In this lab we are going to work on how to estimate the background from 'real' data. Real is in air quotes because the data is actually from simplified simulations to make the problems manageable in a single lab. But the data will have some features that resemble that of real data sets.
In general exchanging raw data is a pain. Writing data in text files is error prone, inaccurate, and wastes space, but raw binary files have all sorts of subtleties too (including the internal byte order of your processor). To try and sidestep a whole set of nasty issues, we are going to use HDF5 (originally developed by the National Center for Supercomputing Applications for data exchange) to allow everyone to import the data.
The code below imports the data needed for this lab to the cloud Python server.
%matplotlib inline
import numpy as np
import matplotlib as mpl
import matplotlib.pyplot as plt
import scipy
from scipy import stats
import h5py
from scipy.optimize import curve_fit
#this sets the size of the plot to something useful
plt.rcParams["figure.figsize"] = (20,15)
mpl.rcParams['agg.path.chunksize'] = 10000.
hf = h5py.File('gammaray_lab4.h5', 'r')
data = np.array(hf.get('data')) #store data from the file to an array
hf.close() #close file
In this problem we are looking at the data from a gamma-ray satellite orbiting in low Earth orbit. It takes a reading of the number of particles detected every 100 milliseconds, and is in an approximately 90 minute orbit. While it is looking for gamma-ray bursts, virtually all of the particles detected are background cosmic rays.
As with most data, there are 'features.' Your lab instructor has helpfully incorporated the meta-data into your data file.
1) The data has 4 columns and more than 25 million rows. The columns are time (in gps seconds), Solar phase (deg) showing the position of the sun relative to the orbit, Earth longitude (deg) giving the position of the spacecraft relative to the ground, and particle counts.
First all, let's try the scatterplot of time vs. solar phase. Because of the huge size of data, it will be time-consuming to include all of them. Let's choose our data to be every 10kth data from the original vector.
plt.plot(data[0][0:len(data[0]):10000],data[1][0:len(data[0]):10000] ,'o')
plt.title('time vs. solar phase(evey 10kth data points)', fontsize = 16)
plt.tick_params(labelsize = 16)
plt.xlabel('time(gps seconds)', fontsize=16)
plt.ylabel('solar phase(deg)', fontsize=16)
plt.show()
There is a clear repetitive pattern going on! We can zoom in on the first few patterns to look into details.
plt.plot(data[0][0:500000:1000],data[1][0:500000:1000] ,'o')
plt.title('time vs. solar phase(first 500k points, evey 1000 data points)', fontsize = 16)

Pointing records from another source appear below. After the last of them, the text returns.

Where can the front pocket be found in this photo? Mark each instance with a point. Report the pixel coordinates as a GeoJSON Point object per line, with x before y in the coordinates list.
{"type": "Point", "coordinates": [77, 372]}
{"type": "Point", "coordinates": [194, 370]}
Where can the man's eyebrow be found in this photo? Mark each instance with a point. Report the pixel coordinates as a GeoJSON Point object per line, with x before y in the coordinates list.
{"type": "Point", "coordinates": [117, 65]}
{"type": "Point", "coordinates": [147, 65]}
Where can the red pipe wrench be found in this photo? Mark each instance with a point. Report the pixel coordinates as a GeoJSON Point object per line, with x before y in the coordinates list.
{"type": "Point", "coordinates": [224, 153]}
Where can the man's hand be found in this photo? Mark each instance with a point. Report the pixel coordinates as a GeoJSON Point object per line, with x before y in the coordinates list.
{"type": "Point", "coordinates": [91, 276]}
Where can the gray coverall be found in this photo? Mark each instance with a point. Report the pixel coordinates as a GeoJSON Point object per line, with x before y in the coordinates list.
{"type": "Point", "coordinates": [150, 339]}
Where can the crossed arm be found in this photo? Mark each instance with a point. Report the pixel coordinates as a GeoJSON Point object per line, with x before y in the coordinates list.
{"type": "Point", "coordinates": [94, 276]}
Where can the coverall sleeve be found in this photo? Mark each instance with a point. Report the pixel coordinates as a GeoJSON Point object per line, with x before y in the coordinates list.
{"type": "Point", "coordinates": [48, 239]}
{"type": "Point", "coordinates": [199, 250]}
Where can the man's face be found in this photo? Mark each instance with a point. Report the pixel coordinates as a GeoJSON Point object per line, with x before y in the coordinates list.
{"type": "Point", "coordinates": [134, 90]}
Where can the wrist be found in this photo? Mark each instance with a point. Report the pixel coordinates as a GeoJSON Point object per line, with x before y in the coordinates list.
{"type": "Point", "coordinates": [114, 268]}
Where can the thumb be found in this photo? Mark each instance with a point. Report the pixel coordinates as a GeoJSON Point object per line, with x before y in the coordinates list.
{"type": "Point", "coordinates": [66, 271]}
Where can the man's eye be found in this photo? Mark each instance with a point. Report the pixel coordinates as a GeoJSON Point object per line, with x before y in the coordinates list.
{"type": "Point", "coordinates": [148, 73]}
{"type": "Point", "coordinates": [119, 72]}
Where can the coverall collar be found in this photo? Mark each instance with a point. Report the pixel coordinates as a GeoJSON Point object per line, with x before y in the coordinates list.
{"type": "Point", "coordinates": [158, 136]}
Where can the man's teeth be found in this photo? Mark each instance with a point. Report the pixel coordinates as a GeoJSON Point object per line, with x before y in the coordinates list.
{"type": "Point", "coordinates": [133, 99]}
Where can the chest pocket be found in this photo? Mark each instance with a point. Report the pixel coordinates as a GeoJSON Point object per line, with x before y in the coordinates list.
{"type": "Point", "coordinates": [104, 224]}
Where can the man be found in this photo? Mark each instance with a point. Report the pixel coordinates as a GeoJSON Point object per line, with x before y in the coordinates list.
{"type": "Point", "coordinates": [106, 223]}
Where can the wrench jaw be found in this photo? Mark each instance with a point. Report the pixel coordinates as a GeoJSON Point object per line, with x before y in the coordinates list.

plt.tick_params(labelsize = 16)
plt.xlabel('time(gps sec)', fontsize=16)
plt.ylabel('solar phase(deg)', fontsize=16)
plt.show()
Approximately, the pattern repeats every 5400 gps sec. Notice that the interval for time is 100 ms. In another word, the pattern repeats every 54000 data points.
Now let's plot time vs. longitude. We still look at only first few patterns of data points(first 500k, every 100th data points.)
plt.plot(data[0][0:500000:100],data[2][0:500000:100] ,'o')
plt.title('time vs. longtitude(first 500k points, evey 1000 data points)', fontsize = 16)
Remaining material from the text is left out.